GWAS was performed on all latent variables, for all training runs achieving a good reconstruction performance (Methods). A run is an instance of model training, defined by the choice of hyperparameters: in particular, random seeds controlling training and validation samples, weight initialization, network architecture and Kullback–Leibler divergence weight. The number of such runs was R = 36. The results obtained with n_z = 8 and n_z = 16 (8 and 16 latent variables, respectively) are reported, with a total number of 384 latent variables in the pooled representation. First, we examine the prevalence of significant GWAS loci found in all runs of our ensemble. To count the loci, we split the genome into approximately linkage disequilibrium-independent genomic regions⁴⁵ and computed the number of loci below the usual genome-wide significance threshold of 5 × 10⁻⁸ (see details in the Methods section); Table 1 shows the results.

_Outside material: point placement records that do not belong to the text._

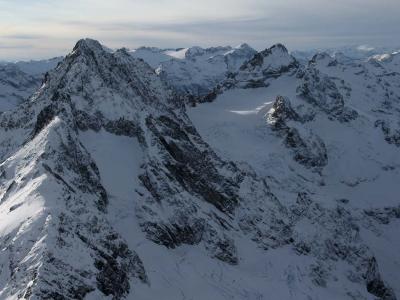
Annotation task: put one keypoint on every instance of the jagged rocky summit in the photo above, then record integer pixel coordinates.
(111, 188)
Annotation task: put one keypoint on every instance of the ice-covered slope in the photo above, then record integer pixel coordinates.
(330, 129)
(196, 71)
(108, 191)
(20, 79)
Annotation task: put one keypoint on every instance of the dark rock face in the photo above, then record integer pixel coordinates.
(322, 92)
(375, 285)
(392, 136)
(308, 149)
(187, 194)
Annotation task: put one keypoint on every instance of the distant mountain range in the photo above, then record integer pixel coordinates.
(217, 173)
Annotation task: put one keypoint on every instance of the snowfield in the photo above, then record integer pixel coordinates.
(217, 173)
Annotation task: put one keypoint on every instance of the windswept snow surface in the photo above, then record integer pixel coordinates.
(235, 124)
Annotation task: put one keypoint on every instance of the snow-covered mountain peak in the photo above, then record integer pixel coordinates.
(286, 181)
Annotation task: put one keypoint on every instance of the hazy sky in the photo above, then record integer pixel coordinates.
(45, 28)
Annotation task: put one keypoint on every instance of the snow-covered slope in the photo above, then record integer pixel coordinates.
(283, 187)
(196, 71)
(20, 79)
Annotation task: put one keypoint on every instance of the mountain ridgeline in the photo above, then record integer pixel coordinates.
(219, 173)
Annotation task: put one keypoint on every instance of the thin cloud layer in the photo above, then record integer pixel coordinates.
(51, 28)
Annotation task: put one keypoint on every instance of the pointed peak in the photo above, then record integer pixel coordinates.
(88, 44)
(279, 47)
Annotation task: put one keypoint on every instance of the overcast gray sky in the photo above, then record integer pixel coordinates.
(46, 28)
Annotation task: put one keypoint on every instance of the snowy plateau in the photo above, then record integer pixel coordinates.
(201, 173)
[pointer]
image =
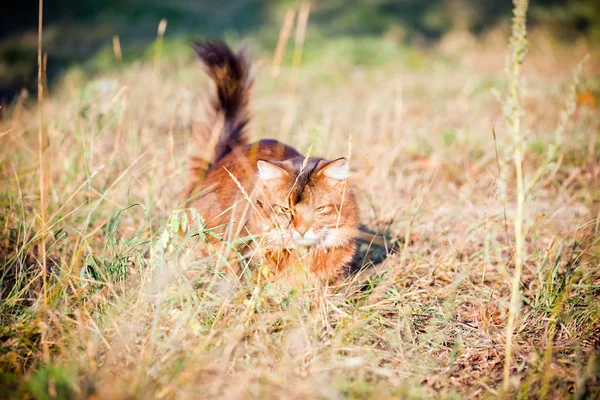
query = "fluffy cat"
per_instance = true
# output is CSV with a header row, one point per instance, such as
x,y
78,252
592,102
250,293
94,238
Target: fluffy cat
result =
x,y
289,210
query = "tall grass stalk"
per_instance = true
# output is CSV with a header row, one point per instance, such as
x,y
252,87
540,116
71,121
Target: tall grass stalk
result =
x,y
42,183
513,112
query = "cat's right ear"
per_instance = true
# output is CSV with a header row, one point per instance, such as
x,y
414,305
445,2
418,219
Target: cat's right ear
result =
x,y
268,171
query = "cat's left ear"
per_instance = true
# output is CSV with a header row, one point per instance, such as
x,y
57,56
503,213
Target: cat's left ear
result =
x,y
338,169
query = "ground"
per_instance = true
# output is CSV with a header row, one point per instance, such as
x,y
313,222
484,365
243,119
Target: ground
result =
x,y
126,312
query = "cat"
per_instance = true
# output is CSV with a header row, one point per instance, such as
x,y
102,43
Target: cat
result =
x,y
289,209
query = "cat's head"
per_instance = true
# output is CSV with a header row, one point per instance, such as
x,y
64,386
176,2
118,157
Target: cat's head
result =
x,y
308,202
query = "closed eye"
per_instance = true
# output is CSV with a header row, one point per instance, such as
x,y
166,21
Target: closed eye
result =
x,y
285,210
324,209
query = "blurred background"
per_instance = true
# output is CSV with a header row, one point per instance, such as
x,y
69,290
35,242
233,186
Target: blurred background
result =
x,y
81,34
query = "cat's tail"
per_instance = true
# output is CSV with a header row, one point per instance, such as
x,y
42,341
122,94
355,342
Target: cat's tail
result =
x,y
231,73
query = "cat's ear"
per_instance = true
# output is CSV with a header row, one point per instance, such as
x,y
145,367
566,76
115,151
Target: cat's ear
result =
x,y
337,169
268,171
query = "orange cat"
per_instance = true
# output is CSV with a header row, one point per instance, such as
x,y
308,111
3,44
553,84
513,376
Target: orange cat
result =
x,y
293,210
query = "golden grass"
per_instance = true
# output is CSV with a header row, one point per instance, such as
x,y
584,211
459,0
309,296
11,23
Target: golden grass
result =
x,y
124,321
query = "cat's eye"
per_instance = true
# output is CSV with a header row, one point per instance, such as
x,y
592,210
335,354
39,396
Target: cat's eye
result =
x,y
285,210
323,209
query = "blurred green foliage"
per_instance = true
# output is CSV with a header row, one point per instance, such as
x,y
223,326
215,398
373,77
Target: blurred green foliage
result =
x,y
76,30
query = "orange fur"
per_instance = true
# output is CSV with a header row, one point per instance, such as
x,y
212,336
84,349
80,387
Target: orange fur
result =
x,y
289,209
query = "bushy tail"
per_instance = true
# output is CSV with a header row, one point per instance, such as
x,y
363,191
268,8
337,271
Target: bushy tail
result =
x,y
231,73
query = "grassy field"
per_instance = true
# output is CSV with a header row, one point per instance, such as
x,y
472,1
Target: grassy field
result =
x,y
101,299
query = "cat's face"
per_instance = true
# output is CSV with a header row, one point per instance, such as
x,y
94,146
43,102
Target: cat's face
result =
x,y
308,206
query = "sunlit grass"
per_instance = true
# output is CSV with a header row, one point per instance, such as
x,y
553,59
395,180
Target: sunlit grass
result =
x,y
130,312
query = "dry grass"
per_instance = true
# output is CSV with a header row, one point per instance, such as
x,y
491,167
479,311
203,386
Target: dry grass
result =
x,y
123,320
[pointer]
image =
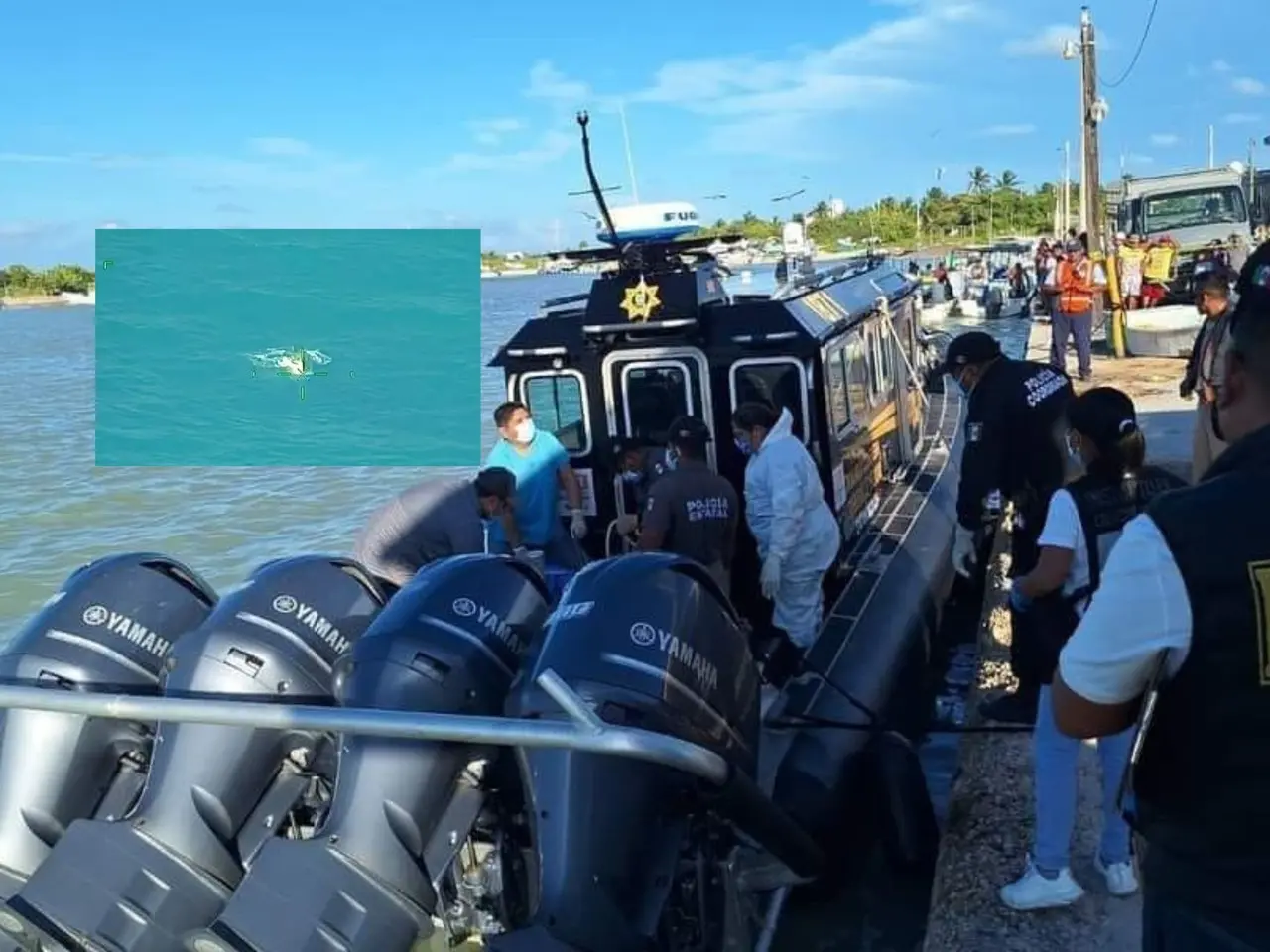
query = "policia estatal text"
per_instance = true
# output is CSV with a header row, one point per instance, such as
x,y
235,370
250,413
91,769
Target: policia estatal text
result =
x,y
1012,452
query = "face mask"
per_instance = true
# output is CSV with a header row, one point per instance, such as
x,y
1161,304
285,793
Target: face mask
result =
x,y
1216,420
1074,449
525,431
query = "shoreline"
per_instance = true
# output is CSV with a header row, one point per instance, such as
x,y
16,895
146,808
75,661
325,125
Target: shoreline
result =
x,y
50,301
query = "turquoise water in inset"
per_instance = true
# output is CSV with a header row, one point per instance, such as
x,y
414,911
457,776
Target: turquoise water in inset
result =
x,y
185,316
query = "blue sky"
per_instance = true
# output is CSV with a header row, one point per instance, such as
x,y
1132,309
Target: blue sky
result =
x,y
388,113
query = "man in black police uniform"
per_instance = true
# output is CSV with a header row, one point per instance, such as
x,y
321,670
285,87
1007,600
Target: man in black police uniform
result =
x,y
1202,782
640,463
1014,451
693,511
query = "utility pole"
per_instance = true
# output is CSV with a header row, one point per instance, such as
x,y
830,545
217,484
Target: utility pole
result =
x,y
1067,186
1091,216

Table 1 Counts of GWAS hits across runs in the UPE framework, ${{{{\mathcal{C}}}}}_{\ell }$ for each locus ℓ, which represents the number of runs for which the corresponding locus shows at least one association with P < P_GW = 5 × 10⁻⁸ (see details in the Methods section)

Full size table

We found 49 independent associations with study-wide significance. All of the previously discussed findings are recovered by UPE with study-wide significance, except the following loci: MTSS1, TBX3, PPARGC1A and FNDC3B (the last two show with suggestive significance in UPE). The summary statistics of the GWAS for the best latent variable of each of these 49 loci are displayed in Table 1. When a gene name is displayed in bold letters, it means that this locus was found only via the ensemble approach. Most loci have previous evidence supporting their plausible role in cardiac pathways. In addition, many of them are totally novel and represent interesting avenues for further research.

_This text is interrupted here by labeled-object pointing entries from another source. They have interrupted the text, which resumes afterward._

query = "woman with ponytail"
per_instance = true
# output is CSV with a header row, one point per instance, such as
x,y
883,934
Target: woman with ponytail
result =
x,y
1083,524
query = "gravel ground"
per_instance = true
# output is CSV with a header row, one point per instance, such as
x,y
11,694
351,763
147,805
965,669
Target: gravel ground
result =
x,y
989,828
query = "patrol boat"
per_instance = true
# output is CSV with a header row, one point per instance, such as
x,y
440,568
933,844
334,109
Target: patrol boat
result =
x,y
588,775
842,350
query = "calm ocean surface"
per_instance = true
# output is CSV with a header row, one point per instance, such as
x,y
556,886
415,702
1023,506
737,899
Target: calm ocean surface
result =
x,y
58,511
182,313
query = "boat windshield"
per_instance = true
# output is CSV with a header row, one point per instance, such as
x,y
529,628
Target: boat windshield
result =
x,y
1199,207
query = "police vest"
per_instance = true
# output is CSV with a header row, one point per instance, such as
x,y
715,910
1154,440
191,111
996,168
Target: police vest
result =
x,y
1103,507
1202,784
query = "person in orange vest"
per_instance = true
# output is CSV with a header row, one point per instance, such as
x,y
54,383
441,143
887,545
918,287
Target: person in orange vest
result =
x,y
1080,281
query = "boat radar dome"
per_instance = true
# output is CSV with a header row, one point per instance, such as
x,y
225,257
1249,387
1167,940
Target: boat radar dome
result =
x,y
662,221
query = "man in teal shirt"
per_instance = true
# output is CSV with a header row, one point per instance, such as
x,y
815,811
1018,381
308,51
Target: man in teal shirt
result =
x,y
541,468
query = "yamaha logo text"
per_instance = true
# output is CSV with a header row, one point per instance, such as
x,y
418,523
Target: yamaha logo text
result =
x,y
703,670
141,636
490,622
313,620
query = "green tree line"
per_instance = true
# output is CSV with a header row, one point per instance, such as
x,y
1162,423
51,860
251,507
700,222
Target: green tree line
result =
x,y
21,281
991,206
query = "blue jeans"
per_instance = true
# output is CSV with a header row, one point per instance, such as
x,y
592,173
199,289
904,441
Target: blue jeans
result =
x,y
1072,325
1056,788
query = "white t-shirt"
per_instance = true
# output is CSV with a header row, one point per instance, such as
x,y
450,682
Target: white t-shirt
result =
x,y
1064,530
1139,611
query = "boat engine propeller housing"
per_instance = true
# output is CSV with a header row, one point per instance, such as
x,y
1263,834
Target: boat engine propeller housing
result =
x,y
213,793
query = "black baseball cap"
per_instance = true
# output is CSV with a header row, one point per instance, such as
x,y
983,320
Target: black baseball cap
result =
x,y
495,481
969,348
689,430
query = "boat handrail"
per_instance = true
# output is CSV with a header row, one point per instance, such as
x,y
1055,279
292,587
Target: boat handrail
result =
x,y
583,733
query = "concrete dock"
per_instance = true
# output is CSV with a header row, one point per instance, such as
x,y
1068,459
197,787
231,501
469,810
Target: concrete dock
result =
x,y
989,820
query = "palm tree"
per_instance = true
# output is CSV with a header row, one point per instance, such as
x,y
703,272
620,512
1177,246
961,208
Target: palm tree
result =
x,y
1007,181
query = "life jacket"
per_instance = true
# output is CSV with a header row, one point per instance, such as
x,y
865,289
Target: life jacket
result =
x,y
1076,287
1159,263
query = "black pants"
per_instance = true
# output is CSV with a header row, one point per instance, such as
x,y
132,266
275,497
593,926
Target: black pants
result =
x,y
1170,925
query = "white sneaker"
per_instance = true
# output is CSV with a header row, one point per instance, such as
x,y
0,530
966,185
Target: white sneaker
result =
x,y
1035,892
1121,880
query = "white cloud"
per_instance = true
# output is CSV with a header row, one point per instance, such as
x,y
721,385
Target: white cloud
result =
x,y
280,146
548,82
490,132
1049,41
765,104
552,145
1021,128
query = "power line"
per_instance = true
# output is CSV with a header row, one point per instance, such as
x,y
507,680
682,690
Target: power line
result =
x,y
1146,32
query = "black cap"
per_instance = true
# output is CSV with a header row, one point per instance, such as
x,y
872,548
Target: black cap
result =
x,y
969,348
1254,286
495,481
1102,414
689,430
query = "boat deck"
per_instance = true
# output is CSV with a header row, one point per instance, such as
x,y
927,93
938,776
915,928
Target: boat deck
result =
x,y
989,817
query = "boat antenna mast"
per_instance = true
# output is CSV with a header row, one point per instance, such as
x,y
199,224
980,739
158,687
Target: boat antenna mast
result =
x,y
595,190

In what follows, we perform an in-depth analysis of our novel genetic findings in the light of recent literature.

Loci with previous evidence

We now describe loci that have not been linked to structural LV phenotypes in recent GWAS, but count with other types of evidence.

rs11706187 is probably linked to developmental gene SHOX2. The mouse homologue of SHOX2, Shox2, is essential to differentiate cardiac pacemaker cells by repressing Nkx2-5 (ref. ⁴⁶). Whereas both TBX5 and NKX2-5 are highly expressed in adult cardiac tissues according to GTEx data, SHOX2 is not highly expressed in these tissues. A possible hypothesis is that rs11706187 regulates the expression of SHOX2 in developmental or pre-adult stages.

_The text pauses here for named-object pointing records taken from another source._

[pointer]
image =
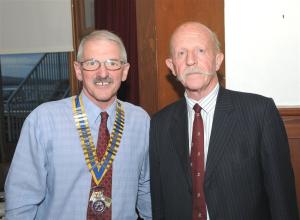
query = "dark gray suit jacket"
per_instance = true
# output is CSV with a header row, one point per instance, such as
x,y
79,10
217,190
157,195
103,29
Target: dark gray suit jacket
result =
x,y
248,171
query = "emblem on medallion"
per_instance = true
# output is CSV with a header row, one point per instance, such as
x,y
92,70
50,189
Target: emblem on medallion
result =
x,y
99,201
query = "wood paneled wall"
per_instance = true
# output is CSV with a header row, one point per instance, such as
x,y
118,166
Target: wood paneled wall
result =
x,y
291,118
156,20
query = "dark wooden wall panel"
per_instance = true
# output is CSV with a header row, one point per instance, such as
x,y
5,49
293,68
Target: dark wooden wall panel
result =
x,y
292,125
156,20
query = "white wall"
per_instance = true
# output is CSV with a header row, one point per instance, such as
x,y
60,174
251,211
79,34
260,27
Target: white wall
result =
x,y
262,40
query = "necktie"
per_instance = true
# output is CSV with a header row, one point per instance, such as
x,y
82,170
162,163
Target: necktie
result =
x,y
106,183
197,166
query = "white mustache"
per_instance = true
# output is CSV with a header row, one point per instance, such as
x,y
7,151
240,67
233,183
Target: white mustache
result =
x,y
196,70
106,80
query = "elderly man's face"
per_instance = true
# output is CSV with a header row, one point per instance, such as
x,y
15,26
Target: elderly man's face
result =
x,y
101,85
194,59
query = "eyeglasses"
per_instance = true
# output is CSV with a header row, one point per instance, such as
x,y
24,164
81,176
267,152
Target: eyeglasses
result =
x,y
110,64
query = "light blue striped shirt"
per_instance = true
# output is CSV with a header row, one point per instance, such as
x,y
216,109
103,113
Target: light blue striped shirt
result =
x,y
49,178
208,105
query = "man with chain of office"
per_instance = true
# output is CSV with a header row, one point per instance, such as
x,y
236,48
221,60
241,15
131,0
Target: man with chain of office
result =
x,y
84,157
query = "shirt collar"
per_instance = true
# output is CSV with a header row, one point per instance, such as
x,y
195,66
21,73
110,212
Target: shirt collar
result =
x,y
93,111
207,103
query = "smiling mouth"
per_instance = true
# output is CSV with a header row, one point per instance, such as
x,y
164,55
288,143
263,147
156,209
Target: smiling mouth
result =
x,y
102,83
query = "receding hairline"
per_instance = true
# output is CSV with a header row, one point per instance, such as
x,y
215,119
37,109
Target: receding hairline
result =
x,y
102,35
198,26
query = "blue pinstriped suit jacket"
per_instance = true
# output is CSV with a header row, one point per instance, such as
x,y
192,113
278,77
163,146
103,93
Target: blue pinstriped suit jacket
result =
x,y
248,171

A particularly interesting association, with the SNP rs2245109, is located within the body of the STRN gene on chromosome 2 and is probably causally related to it: this gene encodes the protein striatin, which is expressed in cardiomyocytes and has been shown to interact with other proteins involved in the mechanism of myocardial function⁴⁷. Mutations in this gene have been shown to lead to DCM in dogs⁴⁸. In humans, there has been a recent GWAS on heart failure that reported this locus, but our study links it with cardiac morphology. Moreover, our estimated effect size is substantially higher; suggesting that this latent variable is an endophenotype closer to the underlying biology. This could provide insight to unravel the aetiology of a heterogeneous condition such as heart failure. The lead SNP has a high minor allele frequency (MAF) of 47.4%. This locus also contains eQTLs for this gene, as evidenced by TWAS (section ‘TWAS’). Something similar occurs with the RNF11 locus, although this does not reach genome-wide significance for heart failure (P = 3.2 × 10⁻⁶). The lead variant for this locus is an indel with low frequency (MAF 1.4%) and large estimated standardized effect size ($\hat{\beta }=$ 0.138). This locus has also been linked to the QRS (a combination of the Q, R and S waves) interval, although the causative gene is not clear⁴⁹, some candidates being RNF11 itself, CDKN2C, C1orf185 and FAF1.

The SRL gene, which encodes the sarcalumenin protein, harbours the SNP rs889807. Sarcalumenin is a protein that binds Ca²⁺ located in the longitudinal sarcoplasmic reticulum of the heart. Its main function is to regulate Ca²⁺ reuptake in the sarcoplasmic reticulum by interacting with the cardiac sarco (endo)plasmic reticulum Ca²⁺-ATPase 2a (SERCA2a). According to GTEx data, this gene is highly expressed in adult cardiac tissue (both in the LV and atrial appendage tissues) and skeletal muscle.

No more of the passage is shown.